Story by Natalie Morehouse on 04/18/2017April marks sexual assault awareness and prevention month and the military has focused much effort on its prevention and care for victims of sexual assault. One program lauded as an innovative approach to victim support is the U.S. Navy's Victims' Legal Counsel Program.
Lt. Cmdr. Kelly (Lund) Armstrong, a military lawyer with the Navy's Judge Advocate General's Corps, was chosen as one of the Navy's Victims' Legal Counsel (VLC) in the Pacific Region, working in Guam, to carry-on this program. Armstrong provides legal services to eligible victims of sexual offenses, including assistance and advocacy in the investigative and military justice processes. The VLC Program became fully operational on Jan. 1, 2014 and now consists of 33 specially trained judge advocates in 25 fleet locations around the world.
Armstrong started her career in San Diego, California; she served as Legal Assistance Attorney and Defense Counsel for the Navy Region Southwest. After being the Officer in Charge of the Trial Service Office Northeast (TSO NE), Detachment Great Lakes, she deployed to Baghdad, Iraq. Armstrong received her Master of Law degree, specializing in Administrative and Civil Law in 2011. She went on to become a law professor at The Judge Advocate General's Legal School. In June 2016, Armstrong was personally selected by the Judge Advocate General of the Navy to serve as a VLC.
"The Navy is committed to protecting the rights and interests of victims of sexual assault and ensuring the administration of a fair, transparent and efficient military justice system that guarantees due process for the accused and promotes good order and discipline," said Vice Adm. James Crawford III, Judge Advocate General of the Navy.

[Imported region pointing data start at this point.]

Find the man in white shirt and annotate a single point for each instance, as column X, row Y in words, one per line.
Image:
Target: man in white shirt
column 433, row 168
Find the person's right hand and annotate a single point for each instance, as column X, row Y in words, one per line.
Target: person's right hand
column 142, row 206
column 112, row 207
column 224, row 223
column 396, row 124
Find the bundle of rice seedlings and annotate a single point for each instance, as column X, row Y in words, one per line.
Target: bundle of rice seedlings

The Navy implemented the VLC Program to offer a military attorney to represent and assist victims of sexual offenses. VLC assist victims with legal decisions; represent them in military courts; advocate on their behalf to investigators, commanders, and prosecutors; and provide other legal advice and assistance connected to the sexual offense. VLC operate independently and are not within the chain of command of the offender, the victim or prosecutors. Since the Program's inception, Navy VLC have assisted more than 2,780 victims around the world (as of April 2017).
"As VLC, we are members of a very important support team that helps sexual assault victims become sexual assault survivors. My clients have told me that the support they receive has helped them go from powerless and lost to strong and resilient," said Armstrong.

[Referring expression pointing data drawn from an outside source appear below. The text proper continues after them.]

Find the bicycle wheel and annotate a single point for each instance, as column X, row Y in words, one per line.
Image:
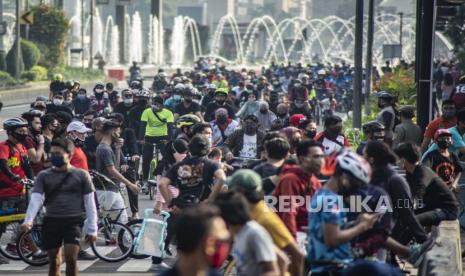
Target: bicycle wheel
column 8, row 234
column 26, row 245
column 115, row 242
column 135, row 226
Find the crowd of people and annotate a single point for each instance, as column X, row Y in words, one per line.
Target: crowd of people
column 242, row 168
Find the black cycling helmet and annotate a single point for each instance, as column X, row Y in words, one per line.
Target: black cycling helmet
column 14, row 123
column 373, row 126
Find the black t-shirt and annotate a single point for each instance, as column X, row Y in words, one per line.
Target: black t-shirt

The VLC Program helps victims understand the investigative and military justice processes, which can sometimes become overwhelming to a victim.
"I love what I get to do, helping people during some of the hardest times in their life, but I hate why I have to do it. This has been some of the most challenging and most rewarding work that I have done as a Navy JAG," said Armstrong.
Armstrong is making an impact on the world as a Navy lawyer.